Эмоаура Кнышева благоухала, прямо лучилась добрым юмором, сильным любопытством и дружеским теплом и участием, а вся атмосфера нашей беседы живо напомнила мне мои студенческие годы.

— Мы действуем всегда и только так, при полной и осознанной личной ответственности! А как, и можно ли вообще, устроить всё по-другому, чтобы раса, давая отдельным своим личностям права, знания и все возможности для того, чтобы изменять судьбы иных разумных миров, не превратилась сама снова в стадо скотов?

— Значит, у тебя только на личном счету уже почти три десятка спасенных цивилизаций?

— То, что происходит — всего лишь обучение и ускорение взросления разумных рас-младенцев.

Кнышев: Ну, хоть мы и варвары, но скромность у нас тоже ценится. Дай твои пять, вернее, шесть! — и он протянул мне раскрытую ладонь, универсальный жест всех гуманоидов, принятый также и у землян. Мы скрепили нашу дружбу рукопожатием, и при этом он сказал: А знаешь, мой зеленоволосый друг с Альтаира! Ведь все может получиться! Обязательно получится! — и крикнул — Федор! Иди сюда!

…Пока Кнышев дезомбировал Федю, давая ему чёткие разъяснения, задавая очень точные вопросы, поистине виртуозно возбуждая при этом нужные струны Фединой души, делая все это как-то неожиданно легко и непринужденно, я думал — а может, мне и вообще не надо больше никаких других людей искать?
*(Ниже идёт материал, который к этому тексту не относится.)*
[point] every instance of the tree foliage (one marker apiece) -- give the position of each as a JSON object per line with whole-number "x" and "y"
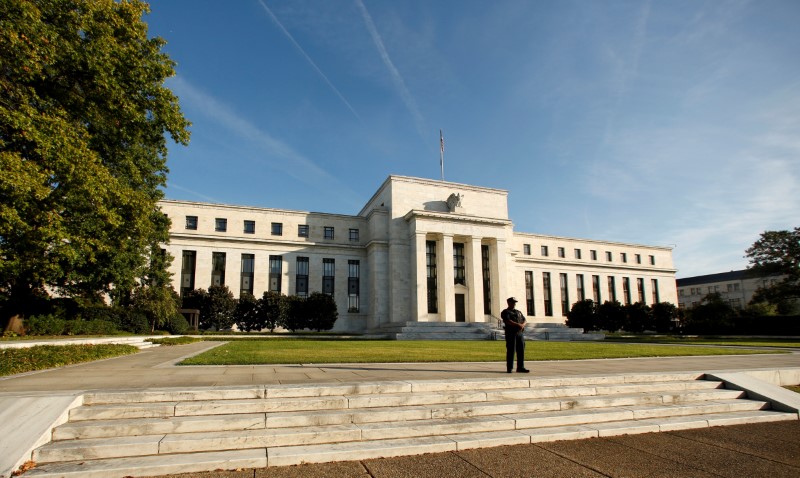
{"x": 777, "y": 253}
{"x": 84, "y": 116}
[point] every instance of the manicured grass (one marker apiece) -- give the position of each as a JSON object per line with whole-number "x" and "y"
{"x": 182, "y": 340}
{"x": 13, "y": 361}
{"x": 295, "y": 351}
{"x": 728, "y": 341}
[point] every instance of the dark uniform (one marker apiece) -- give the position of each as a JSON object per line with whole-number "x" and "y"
{"x": 515, "y": 339}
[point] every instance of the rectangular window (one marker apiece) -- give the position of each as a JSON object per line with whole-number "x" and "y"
{"x": 187, "y": 271}
{"x": 430, "y": 266}
{"x": 301, "y": 277}
{"x": 596, "y": 289}
{"x": 218, "y": 268}
{"x": 248, "y": 272}
{"x": 191, "y": 222}
{"x": 531, "y": 310}
{"x": 548, "y": 300}
{"x": 564, "y": 294}
{"x": 626, "y": 290}
{"x": 612, "y": 289}
{"x": 328, "y": 271}
{"x": 640, "y": 287}
{"x": 487, "y": 283}
{"x": 352, "y": 285}
{"x": 459, "y": 268}
{"x": 654, "y": 286}
{"x": 275, "y": 271}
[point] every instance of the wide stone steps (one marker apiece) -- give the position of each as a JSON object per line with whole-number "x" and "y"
{"x": 152, "y": 432}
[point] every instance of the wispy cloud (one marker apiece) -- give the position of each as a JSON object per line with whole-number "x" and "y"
{"x": 397, "y": 78}
{"x": 275, "y": 152}
{"x": 309, "y": 60}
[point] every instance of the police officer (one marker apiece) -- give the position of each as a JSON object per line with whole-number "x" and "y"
{"x": 514, "y": 325}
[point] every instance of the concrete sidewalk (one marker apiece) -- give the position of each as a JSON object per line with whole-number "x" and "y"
{"x": 156, "y": 367}
{"x": 770, "y": 450}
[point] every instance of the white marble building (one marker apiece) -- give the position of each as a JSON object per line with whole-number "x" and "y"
{"x": 419, "y": 250}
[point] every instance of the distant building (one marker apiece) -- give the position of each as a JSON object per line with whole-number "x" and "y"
{"x": 419, "y": 251}
{"x": 737, "y": 287}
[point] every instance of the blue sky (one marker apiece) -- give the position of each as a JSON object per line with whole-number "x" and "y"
{"x": 655, "y": 122}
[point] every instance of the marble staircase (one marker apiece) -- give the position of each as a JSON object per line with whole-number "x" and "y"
{"x": 161, "y": 431}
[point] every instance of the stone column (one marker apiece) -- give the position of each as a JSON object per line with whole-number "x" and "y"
{"x": 444, "y": 269}
{"x": 419, "y": 297}
{"x": 500, "y": 266}
{"x": 474, "y": 279}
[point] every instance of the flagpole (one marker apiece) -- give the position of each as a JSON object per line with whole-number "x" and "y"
{"x": 441, "y": 153}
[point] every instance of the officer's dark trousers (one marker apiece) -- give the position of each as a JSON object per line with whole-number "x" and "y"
{"x": 515, "y": 342}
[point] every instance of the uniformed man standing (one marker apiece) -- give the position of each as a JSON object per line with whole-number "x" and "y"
{"x": 514, "y": 325}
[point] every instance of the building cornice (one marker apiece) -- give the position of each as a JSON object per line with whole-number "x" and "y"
{"x": 455, "y": 217}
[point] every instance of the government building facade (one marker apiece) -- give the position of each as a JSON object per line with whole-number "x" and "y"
{"x": 420, "y": 250}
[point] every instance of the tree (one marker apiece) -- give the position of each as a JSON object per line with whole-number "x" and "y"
{"x": 219, "y": 308}
{"x": 246, "y": 313}
{"x": 777, "y": 253}
{"x": 610, "y": 316}
{"x": 583, "y": 315}
{"x": 272, "y": 310}
{"x": 665, "y": 314}
{"x": 84, "y": 116}
{"x": 322, "y": 311}
{"x": 714, "y": 315}
{"x": 638, "y": 318}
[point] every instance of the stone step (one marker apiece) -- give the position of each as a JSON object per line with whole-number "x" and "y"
{"x": 265, "y": 456}
{"x": 367, "y": 400}
{"x": 517, "y": 408}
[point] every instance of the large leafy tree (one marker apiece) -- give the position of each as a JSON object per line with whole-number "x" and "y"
{"x": 777, "y": 253}
{"x": 84, "y": 116}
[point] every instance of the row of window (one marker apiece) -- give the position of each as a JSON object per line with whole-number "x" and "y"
{"x": 709, "y": 289}
{"x": 578, "y": 253}
{"x": 218, "y": 266}
{"x": 597, "y": 296}
{"x": 459, "y": 274}
{"x": 276, "y": 228}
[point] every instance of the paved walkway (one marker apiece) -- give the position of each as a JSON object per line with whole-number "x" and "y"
{"x": 763, "y": 450}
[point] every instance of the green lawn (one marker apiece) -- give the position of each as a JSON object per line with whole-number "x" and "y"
{"x": 13, "y": 361}
{"x": 730, "y": 341}
{"x": 294, "y": 351}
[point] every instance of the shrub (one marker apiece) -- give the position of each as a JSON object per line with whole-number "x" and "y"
{"x": 322, "y": 311}
{"x": 582, "y": 315}
{"x": 177, "y": 325}
{"x": 45, "y": 325}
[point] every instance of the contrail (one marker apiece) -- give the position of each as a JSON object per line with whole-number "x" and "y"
{"x": 308, "y": 58}
{"x": 398, "y": 80}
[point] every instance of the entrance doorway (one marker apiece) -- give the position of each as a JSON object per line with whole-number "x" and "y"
{"x": 461, "y": 309}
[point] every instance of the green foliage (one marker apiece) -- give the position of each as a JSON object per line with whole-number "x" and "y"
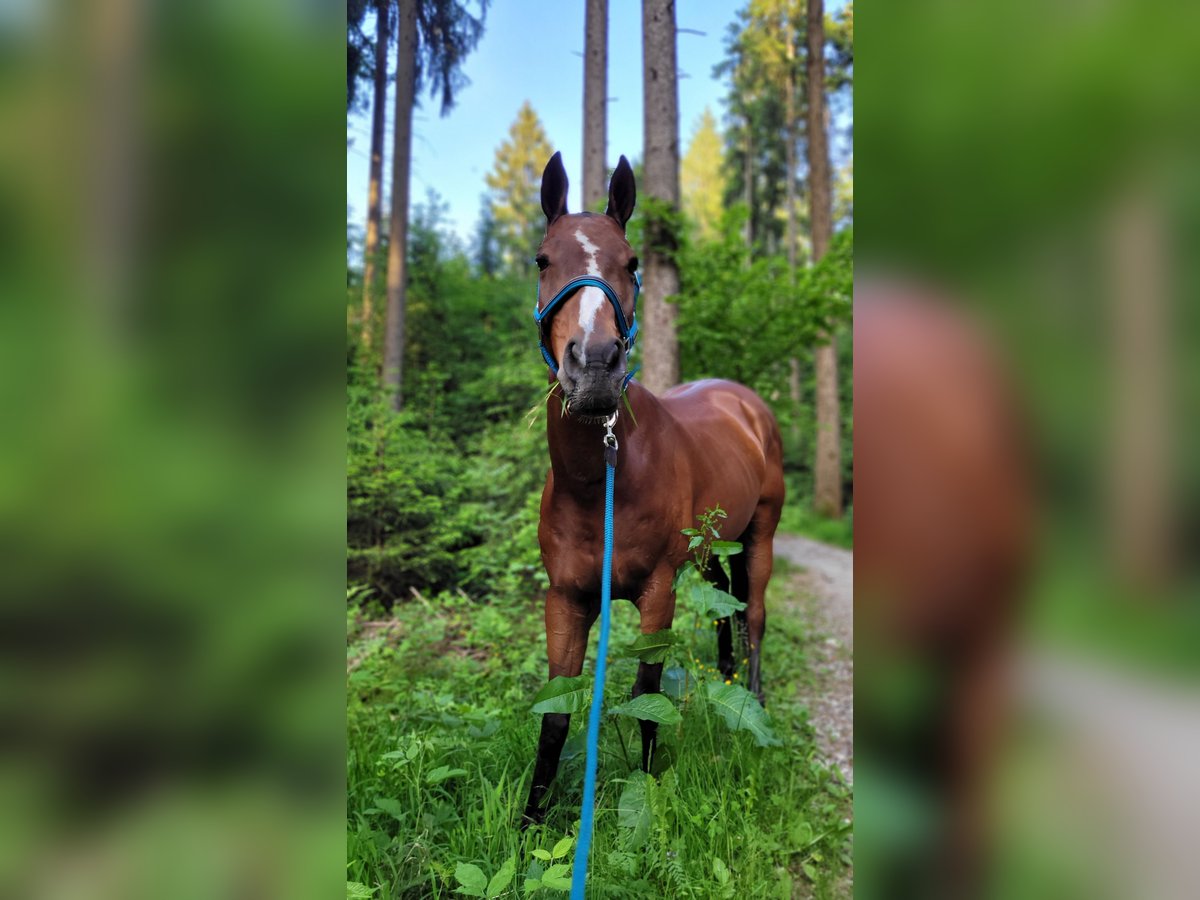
{"x": 744, "y": 318}
{"x": 700, "y": 172}
{"x": 445, "y": 493}
{"x": 449, "y": 690}
{"x": 652, "y": 648}
{"x": 515, "y": 217}
{"x": 741, "y": 711}
{"x": 652, "y": 707}
{"x": 563, "y": 694}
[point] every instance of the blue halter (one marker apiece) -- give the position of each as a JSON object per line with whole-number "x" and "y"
{"x": 628, "y": 330}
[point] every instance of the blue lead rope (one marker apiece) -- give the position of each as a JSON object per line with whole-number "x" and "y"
{"x": 580, "y": 875}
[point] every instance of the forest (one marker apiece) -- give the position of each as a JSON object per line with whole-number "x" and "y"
{"x": 447, "y": 457}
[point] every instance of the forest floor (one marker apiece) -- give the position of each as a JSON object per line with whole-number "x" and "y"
{"x": 826, "y": 599}
{"x": 823, "y": 597}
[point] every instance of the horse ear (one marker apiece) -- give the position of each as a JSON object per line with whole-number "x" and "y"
{"x": 622, "y": 193}
{"x": 553, "y": 189}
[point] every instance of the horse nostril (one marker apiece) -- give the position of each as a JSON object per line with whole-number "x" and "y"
{"x": 612, "y": 357}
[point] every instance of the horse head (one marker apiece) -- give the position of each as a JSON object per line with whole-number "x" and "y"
{"x": 587, "y": 292}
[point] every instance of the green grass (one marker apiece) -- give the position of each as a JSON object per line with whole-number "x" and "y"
{"x": 441, "y": 745}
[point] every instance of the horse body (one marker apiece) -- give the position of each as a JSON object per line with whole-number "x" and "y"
{"x": 697, "y": 447}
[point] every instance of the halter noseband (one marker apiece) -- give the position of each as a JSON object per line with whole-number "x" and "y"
{"x": 628, "y": 330}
Из телепередач землян я прекрасно представлял себе, на что хватает способностей среднего земного человека. Передо мной волею, как я тогда думал, случая, сразу оказались уж точно не худшие, и даже далеко не средние представители человеческой расы! Один из них, будучи даже не совсем взрослым, в критический момент первого контакта фактически спас мою миссию, шедшую уже к явному провалу, сумев интуитивно понять ситуацию, сохранить доброту и необычное хладнокровие в условиях, когда «средний» земной подросток задал бы стрекача при первом взгляде на меня или, будь экземпляр посмелее, на всякий случай стукнул бы меня по башке чем-нибудь тяжелым, пока я был в отключке от вони.
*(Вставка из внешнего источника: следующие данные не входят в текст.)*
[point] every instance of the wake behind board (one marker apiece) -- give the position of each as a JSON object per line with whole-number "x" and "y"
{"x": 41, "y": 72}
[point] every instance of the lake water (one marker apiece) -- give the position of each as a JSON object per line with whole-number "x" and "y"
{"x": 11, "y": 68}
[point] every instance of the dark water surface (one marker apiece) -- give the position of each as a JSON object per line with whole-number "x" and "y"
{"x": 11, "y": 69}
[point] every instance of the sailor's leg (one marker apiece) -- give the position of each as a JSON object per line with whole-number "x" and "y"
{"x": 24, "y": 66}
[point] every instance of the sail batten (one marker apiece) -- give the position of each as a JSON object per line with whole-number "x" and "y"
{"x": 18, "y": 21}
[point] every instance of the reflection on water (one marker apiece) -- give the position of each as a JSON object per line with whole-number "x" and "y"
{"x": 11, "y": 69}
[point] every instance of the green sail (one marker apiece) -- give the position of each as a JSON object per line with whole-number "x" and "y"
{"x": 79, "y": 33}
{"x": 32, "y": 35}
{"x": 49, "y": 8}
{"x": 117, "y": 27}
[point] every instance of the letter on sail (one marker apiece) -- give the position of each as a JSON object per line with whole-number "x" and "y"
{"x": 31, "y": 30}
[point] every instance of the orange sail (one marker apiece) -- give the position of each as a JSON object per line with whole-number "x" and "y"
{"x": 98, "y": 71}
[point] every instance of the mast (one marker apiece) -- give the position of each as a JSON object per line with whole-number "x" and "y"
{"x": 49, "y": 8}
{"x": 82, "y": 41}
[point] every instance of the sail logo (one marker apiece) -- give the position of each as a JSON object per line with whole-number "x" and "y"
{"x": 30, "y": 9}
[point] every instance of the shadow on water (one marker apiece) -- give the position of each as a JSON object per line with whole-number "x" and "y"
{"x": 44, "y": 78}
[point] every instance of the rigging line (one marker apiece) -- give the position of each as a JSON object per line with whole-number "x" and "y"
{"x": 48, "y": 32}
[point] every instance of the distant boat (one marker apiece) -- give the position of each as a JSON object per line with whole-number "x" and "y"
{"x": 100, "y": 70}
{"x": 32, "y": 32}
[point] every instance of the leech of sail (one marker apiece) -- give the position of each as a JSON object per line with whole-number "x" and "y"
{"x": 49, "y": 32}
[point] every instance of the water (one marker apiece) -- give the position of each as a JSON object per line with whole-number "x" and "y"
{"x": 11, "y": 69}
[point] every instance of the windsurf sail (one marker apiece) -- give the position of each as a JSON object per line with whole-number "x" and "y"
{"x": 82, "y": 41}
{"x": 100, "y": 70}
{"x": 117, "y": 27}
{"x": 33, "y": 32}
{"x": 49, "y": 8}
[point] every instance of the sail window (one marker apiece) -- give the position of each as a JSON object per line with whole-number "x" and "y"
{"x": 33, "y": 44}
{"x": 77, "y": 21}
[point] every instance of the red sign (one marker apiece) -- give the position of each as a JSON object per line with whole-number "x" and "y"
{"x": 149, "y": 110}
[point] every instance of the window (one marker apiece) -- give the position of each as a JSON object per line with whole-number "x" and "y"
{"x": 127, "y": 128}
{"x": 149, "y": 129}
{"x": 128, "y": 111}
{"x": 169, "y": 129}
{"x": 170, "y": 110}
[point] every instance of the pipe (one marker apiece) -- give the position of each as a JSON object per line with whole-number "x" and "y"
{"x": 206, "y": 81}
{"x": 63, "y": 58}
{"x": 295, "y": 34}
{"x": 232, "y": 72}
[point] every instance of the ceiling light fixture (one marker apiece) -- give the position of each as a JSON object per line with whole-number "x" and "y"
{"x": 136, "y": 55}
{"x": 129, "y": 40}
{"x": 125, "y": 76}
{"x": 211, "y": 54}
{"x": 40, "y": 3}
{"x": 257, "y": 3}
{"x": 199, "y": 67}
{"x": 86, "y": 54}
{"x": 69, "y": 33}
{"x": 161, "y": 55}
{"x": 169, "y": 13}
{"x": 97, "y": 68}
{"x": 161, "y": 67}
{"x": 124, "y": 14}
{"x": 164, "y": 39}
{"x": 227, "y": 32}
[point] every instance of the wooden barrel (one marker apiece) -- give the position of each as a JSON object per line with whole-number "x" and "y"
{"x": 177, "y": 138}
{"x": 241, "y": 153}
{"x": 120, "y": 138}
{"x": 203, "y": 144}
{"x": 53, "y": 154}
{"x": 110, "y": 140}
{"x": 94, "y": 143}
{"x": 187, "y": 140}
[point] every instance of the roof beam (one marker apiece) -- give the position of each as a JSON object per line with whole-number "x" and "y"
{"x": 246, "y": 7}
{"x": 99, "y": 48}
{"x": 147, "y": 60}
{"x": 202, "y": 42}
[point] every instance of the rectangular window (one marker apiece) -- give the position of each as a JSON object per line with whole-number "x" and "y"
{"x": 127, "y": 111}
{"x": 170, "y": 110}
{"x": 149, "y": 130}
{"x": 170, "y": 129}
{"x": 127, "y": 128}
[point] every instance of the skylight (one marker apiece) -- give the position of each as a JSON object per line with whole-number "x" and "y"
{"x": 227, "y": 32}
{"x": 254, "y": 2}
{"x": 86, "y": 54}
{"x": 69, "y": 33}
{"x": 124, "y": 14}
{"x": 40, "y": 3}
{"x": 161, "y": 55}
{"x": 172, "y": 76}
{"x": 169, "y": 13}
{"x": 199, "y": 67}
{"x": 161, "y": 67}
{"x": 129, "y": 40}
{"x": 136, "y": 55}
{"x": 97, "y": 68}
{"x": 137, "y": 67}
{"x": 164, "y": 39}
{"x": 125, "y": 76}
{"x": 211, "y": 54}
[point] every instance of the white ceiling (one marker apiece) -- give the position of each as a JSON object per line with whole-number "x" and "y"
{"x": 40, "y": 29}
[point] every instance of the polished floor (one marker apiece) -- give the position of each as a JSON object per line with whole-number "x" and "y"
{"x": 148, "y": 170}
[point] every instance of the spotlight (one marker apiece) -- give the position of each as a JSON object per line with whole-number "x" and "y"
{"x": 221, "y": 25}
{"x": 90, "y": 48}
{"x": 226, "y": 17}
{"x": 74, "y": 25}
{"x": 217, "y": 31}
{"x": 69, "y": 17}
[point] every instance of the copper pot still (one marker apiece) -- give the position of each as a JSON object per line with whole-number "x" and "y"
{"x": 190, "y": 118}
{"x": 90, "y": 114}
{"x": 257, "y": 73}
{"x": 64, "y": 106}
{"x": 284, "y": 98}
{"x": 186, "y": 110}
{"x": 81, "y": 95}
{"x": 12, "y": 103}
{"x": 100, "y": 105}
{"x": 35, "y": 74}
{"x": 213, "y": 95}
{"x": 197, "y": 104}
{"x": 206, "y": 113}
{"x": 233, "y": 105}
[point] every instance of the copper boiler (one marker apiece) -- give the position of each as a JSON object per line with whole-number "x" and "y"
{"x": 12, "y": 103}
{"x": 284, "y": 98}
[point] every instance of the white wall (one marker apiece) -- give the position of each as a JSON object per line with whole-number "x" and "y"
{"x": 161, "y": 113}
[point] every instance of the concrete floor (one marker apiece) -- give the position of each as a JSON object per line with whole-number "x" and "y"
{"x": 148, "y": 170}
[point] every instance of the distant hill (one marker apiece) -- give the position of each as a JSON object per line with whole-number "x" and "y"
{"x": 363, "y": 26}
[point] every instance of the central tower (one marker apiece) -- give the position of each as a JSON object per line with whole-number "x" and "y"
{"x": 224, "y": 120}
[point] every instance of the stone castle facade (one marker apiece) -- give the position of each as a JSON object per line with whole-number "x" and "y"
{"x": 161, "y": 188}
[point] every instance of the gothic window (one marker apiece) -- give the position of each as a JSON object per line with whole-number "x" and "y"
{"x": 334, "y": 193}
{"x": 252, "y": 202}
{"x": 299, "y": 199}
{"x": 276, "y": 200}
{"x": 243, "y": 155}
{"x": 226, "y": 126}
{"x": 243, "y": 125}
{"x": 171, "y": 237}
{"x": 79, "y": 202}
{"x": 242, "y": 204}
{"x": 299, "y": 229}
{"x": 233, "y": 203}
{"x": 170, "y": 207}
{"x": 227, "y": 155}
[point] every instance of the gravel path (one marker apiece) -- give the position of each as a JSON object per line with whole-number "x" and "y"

Ужас Феди и исходящую от него его вонь я тоже, получается, породил сам. Если бы я сумел вовремя распознать признаки явных генетических отличий, притом, что фактов и времени на их изучение было предостаточно, хотя бы в последний момент проявил разумную осторожность и более мягко вступил в контакт, то вполне мог бы, с учётом моей удачи, избежать испуга Феди. Так что, как говорят земляне, этот гол тоже в мои ворота!

А второй абориген, живя в варварской цивилизации, вместо того, чтобы из страха или простой осторожности сразу выгнать из дома явно чужое зеленоволосое пугало, явившееся неизвестно откуда и для чего, сумел как-то сразу, интуитивно и очень точно все оценить, и проявил поистине удивительное гостеприимство. И этому не смог никак помешать даже самый глупый, хотя и невольный, поступок во всей моей учительской карьере, затронувший его собственного сына!

Он откуда-то знает, что смелое движение в неизведанное, при честном признании и своевременном исправлении своих ошибок, имеет куда более высокую ценность, чем беспомощное топтание на месте из страха перед неведением. И только что, прямо на моих глазах, по моей даже не подсказке, а так — полунамеку, играючи ликвидировал все последствия моей глупости, опираясь только на интуицию, точный анализ ситуации и любовь к собственному сыну, — как будто дезомбирование было для него ежедневной рутиной.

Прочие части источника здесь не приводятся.